God had one son, we learned, who had come from that heavenly paradise, to earth, to show us how to live whereby we might be fit for entrance into God's kingdom here on earth, and later after our bodies gave up the ghost, in heaven. This heaven was not the sky. The sky and it's lights was drawn across that universe by God, the maker of everything, like mum would draw a curtain across our farmhouse louvers - if we'd had curtains. There was nobody way out here in the Pilliga Scrub, in the late 60's - early 70's, who would be peering in those apertures. No, if there was a bogeyman foolish enough to be outside in the dark he'd be eaten alive by mosquitoes or bitten by one of the Kelpie farm dogs.

One day, Dad said, God would be finished with the great physical habitat he had made for us to live, and he would pack it all away like last month’s Christmas tree decorations, stick it in a very large tea-chest or wool-pack, and maybe put it in a clearing sale to be sold with all the other worn out used up universes. They'd probably only bid five bucks for ours. In the meantime, Dad reminded us, we should obey our parents, and love this superior God with everything we had, so that Dad wouldn't have to correct our bad ideas, and give us a "clout". His life lessons might seem old fashioned these days, but I think we had the best Dad. He would also tell us to look at the stars above the farm, twinkling so brightly and so close we could easily reach out and touch them, and not need a Saturn V rocket or Cape Canaveral. We lived far from town, across a couple of mountain ranges from any light polluting city. We lived on the edge of the Pilliga Forest. We lived within the Dark Skies region of Coonabarabran, the Astronomy Capital of Australia.
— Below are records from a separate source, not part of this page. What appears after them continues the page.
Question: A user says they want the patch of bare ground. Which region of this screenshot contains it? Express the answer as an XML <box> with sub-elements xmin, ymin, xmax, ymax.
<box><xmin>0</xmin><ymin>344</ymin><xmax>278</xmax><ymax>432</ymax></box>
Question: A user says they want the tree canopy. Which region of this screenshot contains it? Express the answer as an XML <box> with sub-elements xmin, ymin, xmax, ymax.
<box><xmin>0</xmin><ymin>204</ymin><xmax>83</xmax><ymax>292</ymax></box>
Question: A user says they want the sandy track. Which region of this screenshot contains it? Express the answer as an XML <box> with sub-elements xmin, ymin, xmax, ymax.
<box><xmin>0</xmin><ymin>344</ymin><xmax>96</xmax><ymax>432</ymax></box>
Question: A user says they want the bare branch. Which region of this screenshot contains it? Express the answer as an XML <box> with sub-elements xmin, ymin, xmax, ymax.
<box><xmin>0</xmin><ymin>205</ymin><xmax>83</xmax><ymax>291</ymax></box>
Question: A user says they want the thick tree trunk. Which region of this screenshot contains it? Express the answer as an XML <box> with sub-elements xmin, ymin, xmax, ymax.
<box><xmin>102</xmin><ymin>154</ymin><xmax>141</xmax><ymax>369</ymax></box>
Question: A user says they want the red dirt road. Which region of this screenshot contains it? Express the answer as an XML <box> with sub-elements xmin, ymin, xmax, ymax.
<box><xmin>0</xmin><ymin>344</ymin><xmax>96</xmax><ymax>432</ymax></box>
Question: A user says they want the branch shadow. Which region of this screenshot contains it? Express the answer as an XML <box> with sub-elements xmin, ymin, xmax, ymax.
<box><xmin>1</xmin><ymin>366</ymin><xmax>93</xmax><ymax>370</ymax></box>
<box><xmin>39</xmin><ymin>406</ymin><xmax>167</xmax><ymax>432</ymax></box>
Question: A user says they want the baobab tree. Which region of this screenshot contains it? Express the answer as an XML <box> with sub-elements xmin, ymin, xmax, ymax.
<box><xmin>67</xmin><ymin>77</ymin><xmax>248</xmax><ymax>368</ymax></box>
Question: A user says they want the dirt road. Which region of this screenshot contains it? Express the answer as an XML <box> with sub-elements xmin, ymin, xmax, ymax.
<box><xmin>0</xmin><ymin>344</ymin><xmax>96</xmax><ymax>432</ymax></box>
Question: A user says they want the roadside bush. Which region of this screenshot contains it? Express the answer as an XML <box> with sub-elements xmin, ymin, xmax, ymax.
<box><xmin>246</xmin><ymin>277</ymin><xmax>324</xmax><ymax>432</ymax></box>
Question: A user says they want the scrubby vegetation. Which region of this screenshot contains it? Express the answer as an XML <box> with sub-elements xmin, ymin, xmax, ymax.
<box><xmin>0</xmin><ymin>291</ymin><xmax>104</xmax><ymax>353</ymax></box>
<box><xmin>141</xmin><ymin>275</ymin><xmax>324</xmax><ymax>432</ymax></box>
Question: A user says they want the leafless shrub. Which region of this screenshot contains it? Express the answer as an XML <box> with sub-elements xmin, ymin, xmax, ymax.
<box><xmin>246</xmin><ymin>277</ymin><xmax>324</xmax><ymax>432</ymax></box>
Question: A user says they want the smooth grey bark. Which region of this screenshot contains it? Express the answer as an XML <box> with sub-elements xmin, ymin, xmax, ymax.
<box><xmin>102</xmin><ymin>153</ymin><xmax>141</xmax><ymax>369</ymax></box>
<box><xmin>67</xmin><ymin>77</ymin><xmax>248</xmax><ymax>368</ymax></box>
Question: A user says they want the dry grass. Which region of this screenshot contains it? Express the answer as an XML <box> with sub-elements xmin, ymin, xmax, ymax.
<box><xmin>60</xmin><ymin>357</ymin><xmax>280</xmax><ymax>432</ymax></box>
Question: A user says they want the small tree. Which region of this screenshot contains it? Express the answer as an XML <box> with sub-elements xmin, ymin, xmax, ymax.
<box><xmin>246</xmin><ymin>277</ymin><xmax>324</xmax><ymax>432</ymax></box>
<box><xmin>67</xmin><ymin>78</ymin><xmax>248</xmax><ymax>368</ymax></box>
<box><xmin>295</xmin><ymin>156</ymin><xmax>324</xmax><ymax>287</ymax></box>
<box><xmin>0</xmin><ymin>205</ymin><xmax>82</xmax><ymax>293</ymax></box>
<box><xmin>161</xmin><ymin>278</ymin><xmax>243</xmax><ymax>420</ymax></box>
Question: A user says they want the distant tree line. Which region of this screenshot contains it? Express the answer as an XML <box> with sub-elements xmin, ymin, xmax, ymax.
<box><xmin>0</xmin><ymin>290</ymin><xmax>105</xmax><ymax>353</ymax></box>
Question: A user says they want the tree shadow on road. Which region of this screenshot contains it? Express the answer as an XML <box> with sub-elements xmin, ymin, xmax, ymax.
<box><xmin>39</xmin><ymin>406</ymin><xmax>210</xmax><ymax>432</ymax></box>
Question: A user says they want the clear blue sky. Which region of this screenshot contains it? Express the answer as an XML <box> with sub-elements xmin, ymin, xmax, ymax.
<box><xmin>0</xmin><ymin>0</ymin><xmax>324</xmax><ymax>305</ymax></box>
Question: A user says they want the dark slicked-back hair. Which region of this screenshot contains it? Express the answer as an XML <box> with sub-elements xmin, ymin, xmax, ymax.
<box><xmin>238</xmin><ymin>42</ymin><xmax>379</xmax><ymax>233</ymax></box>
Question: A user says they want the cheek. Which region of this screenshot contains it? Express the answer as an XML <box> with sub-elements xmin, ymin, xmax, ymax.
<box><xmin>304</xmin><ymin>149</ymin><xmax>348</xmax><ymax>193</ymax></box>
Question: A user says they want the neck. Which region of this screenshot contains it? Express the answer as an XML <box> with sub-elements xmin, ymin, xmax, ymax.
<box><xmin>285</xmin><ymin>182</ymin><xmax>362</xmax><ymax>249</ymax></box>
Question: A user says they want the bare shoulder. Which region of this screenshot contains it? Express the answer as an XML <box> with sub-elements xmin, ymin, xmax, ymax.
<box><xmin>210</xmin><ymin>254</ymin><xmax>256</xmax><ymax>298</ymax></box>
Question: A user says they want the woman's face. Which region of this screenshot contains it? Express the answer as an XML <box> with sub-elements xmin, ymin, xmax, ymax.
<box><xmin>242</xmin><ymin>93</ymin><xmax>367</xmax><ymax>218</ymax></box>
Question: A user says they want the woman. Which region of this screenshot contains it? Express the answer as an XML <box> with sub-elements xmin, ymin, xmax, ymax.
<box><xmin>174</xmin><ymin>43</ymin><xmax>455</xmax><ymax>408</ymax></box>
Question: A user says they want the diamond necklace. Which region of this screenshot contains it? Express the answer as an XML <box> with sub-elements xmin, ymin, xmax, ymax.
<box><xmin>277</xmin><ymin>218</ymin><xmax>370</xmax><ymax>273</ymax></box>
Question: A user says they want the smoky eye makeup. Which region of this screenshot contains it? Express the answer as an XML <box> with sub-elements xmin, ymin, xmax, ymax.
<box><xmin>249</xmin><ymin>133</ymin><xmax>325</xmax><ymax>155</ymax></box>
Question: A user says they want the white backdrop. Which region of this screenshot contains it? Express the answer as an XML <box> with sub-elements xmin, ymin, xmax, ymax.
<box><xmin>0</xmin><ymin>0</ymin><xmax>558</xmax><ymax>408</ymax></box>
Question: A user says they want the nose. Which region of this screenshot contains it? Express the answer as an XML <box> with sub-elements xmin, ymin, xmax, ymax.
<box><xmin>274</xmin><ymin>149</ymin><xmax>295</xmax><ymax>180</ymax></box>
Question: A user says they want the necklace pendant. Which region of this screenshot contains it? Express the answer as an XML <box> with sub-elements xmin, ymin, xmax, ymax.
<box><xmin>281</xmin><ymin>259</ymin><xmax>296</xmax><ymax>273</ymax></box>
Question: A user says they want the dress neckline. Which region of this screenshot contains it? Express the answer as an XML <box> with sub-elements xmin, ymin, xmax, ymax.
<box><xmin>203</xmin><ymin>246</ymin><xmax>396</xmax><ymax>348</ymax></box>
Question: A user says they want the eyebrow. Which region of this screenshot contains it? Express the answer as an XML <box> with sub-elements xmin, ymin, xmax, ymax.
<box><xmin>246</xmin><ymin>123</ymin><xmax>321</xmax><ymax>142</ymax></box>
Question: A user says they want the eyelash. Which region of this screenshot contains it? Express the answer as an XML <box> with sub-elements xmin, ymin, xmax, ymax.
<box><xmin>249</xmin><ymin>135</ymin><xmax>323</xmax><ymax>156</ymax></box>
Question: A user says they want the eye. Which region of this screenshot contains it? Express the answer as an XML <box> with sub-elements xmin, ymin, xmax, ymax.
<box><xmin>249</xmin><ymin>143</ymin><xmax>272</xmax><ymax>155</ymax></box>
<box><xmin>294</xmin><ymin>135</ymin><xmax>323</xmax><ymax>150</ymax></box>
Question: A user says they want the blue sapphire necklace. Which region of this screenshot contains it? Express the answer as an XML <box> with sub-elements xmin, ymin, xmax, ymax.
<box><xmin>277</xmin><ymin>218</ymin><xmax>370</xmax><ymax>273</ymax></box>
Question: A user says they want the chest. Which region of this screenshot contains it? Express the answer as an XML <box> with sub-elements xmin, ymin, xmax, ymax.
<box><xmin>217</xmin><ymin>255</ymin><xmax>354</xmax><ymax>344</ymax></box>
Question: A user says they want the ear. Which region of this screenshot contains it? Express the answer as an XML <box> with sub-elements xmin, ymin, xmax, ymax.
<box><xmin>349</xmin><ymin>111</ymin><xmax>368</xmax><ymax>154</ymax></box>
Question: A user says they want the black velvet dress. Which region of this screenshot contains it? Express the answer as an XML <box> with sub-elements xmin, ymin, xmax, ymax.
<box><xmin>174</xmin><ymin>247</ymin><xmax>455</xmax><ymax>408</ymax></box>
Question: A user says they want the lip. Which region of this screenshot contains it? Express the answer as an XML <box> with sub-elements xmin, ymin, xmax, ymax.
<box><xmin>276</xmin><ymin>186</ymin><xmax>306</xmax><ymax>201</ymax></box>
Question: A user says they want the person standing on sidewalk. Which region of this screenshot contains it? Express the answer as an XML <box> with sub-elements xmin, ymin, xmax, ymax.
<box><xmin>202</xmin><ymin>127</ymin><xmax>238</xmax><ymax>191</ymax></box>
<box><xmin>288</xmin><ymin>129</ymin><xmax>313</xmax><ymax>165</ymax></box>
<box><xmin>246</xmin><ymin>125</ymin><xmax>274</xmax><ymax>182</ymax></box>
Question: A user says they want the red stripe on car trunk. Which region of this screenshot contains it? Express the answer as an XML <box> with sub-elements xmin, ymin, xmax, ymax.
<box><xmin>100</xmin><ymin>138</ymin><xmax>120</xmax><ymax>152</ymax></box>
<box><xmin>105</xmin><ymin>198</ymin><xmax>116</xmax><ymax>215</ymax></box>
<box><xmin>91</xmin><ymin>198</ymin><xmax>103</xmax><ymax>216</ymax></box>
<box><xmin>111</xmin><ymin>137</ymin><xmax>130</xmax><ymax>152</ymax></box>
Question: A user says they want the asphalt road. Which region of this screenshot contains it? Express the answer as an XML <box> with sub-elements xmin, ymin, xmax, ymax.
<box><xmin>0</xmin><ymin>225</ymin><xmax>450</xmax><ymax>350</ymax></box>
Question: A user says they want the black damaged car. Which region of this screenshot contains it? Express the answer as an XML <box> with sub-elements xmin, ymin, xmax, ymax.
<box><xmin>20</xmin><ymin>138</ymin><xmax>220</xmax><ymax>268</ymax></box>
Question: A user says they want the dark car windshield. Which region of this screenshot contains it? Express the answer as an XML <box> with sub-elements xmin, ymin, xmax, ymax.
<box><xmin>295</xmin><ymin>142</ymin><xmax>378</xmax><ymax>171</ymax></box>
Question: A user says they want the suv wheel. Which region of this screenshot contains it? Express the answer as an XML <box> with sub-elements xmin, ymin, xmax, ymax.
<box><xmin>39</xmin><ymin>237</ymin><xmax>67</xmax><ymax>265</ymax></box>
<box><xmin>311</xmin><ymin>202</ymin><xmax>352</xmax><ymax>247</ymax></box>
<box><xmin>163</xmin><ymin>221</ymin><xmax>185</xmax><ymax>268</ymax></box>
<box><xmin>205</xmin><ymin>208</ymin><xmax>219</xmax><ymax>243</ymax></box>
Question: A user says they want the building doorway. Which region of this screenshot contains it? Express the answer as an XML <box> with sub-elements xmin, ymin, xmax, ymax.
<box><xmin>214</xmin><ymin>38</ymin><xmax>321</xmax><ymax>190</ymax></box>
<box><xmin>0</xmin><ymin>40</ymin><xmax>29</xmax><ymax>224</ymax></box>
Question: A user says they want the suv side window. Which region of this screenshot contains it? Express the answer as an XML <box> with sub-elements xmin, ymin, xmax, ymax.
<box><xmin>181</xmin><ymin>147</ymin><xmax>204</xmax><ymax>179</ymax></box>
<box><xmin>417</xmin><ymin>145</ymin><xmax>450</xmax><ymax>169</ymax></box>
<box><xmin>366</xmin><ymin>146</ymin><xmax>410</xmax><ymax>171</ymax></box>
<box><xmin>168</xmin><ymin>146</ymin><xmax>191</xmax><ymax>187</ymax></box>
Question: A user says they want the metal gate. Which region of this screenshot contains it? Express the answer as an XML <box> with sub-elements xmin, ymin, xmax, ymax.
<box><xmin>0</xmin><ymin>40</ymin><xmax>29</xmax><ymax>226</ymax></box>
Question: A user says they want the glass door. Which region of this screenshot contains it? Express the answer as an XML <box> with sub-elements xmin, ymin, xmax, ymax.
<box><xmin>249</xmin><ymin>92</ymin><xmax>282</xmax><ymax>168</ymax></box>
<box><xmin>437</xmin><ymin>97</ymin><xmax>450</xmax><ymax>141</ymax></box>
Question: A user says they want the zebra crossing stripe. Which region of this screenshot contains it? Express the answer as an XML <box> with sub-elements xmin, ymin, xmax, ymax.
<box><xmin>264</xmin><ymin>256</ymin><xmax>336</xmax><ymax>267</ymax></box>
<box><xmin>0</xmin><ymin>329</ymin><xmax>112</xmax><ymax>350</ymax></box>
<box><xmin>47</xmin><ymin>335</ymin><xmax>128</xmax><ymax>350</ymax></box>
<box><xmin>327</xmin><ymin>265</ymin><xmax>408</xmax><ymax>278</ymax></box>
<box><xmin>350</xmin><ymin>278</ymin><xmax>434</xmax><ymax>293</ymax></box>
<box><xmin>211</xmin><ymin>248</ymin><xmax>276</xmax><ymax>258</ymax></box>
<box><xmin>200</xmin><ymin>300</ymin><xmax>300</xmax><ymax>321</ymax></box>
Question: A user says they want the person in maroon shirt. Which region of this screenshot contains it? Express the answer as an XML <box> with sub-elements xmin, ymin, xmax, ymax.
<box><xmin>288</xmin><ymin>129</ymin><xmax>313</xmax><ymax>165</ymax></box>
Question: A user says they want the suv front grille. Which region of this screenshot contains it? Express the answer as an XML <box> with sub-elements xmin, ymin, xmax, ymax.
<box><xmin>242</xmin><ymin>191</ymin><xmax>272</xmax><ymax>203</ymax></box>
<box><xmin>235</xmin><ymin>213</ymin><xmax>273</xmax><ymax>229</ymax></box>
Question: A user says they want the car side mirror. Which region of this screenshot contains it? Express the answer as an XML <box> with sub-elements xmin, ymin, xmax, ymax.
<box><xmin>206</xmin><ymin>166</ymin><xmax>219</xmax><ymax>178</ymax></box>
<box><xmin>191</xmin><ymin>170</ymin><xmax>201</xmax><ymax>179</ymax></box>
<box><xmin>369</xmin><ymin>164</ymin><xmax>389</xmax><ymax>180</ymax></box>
And, Dad reminded us, the flaming stones of Sodom and Gomorrah would fall on our heads without (much) mercy if he came home from shearing and found out we'd been mucking up under mum's care.
****


Splashdown

Rob looked down through the trees and saw his own body, abdomen twisted, cousin lying nearby. His mind drifted…
Karen didn't arrive. Every afternoon when school finished, we'd all walk down the slope of John Street, Coonabarabran's main street that doubled as the Oxley Highway. We'd all walk to a car parking area behind one of the pubs, sit in Mum and Dad's Vauxhaul Velox, (later upgraded to a HR Holden) and wait for five o'clock when mum would finish her book keeping job.
But today something was wrong. One of us hadn't arrived.
Karen, the youngest cousin a little older than me was missing. She'd never done this before. Mum kept calm until she shrieked suddenly over the back seat. Fury was a rare emotion with Mum. So now her worry was contagious, and we did “all shut up”. Because of a misunderstanding with mum, and other things I didn't grasp, Karen didn't arrive at the usual car park rendezvous. We drove around town looking, asking. We returned to the Primary school when it wasn't school time. Then as the sun abandoned all hope and sank behind the Warrumbungle mountain range, behind the Siding Spring Observatory, and behind other telescopes sticking up on the ridge, mum parked the Vauxhall next to a place we all feared.

The Police did more than listen.

A missing child, even if she was level headed, was alarming. For me, replacing the missing child, the missing sun, and mum's wits, there came into the unclouded heavens through our Vauxhal windscreen the cruel ice cold stars in their usual regiments. I'd been told the patterns they represented ——
"It's not a saucepan; it is Orion, silly head!"

On that night, whatever the star shapes were named, to me they just represented something unreachable, immeasurably cold and distant, unthinking, uncaring. And probably even now witnessing Karen crying hysterically as she was forced into some strangers car boot. Or slapped into silence on the bench seat in some "man’s” car. It was always a "man".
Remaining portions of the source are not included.